Transcriptional or posttranscriptional activation of DRG neurons exposed to inflammatory mediators results in development of injury-induced nociceptor plasticity, leading to acute nociceptive hypersensitivity.40  One of the major intracellular signaling pathways responsible for nociceptor plasticity is the phosphorylation of p38MAPK.41–46  We recently showed that induction of phosphorylated p38MAPK in DRG neurons contributes to the development of acute nociceptive hypersensitivity after plantar incisions.23  In addition, our present data demonstrated that activation of p38MAPK after the plantar incision increased EPAC1 and EPAC2 expression and induced nociceptor priming. Our observation demonstrates that inhibition of p38MAPK during surgery can successfully prevent the development of pain sustained during the subacute postsurgical period.

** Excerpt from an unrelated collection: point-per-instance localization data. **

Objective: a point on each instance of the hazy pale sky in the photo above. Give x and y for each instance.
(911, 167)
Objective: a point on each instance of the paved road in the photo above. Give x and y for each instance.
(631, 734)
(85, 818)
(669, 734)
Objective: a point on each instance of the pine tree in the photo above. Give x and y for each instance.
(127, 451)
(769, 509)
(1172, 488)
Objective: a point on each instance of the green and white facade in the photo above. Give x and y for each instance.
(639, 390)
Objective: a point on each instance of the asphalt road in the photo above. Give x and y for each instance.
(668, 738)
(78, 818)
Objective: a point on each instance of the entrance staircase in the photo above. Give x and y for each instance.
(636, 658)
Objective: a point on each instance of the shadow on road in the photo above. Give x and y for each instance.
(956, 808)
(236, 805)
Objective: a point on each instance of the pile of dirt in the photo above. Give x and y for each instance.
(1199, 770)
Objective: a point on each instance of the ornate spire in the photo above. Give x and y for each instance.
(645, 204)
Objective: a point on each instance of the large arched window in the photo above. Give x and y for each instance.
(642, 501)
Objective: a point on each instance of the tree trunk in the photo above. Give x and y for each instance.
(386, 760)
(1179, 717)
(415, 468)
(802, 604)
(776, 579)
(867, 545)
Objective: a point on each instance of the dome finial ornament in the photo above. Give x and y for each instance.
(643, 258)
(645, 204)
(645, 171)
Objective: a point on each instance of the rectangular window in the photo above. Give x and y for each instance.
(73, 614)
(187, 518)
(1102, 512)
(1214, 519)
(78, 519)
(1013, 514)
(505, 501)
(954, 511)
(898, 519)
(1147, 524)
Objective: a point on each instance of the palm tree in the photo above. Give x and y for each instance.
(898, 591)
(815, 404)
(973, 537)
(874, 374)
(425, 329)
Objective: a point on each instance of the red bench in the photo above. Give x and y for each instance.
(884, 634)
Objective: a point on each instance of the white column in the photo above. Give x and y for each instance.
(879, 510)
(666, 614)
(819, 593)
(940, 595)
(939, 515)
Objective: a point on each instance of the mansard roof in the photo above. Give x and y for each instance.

While intrathecal injection of FR167653 did not have any effect on the development of nociceptor priming, we could not completely rule out the possible involvement of spinal p38MAPK. A previous study demonstrated that p38MAPK was phosphorylated after the plantar incision and contributed to the development of acute nociceptive hypersensitivity.25 

In conclusion, we demonstrated that acquired EPAC activity in the DRG neurons via p38MAPK is the key molecular event during the development of nociceptor priming as a model for sustained pain during the subacute period after surgery. The p38MAPK/EPAC pathway is a promising candidate target in acute postoperative pain management for the prevention of pain sustained beyond the initial injury.1 

Research Support

Supported in part by a grant-in-aid from the Japan Society for the Promotion of Science (Tokyo, Japan; KAKENHI, nos. 15H04969 and 26670692).

Competing Interests

Dr. Amaya was supported by a grant-in-aid from the Japan Society for the Promotion of Science (Tokyo, Japan; KAKENHI, nos. 15H04969 and 26670692). The other authors declare no competing interests.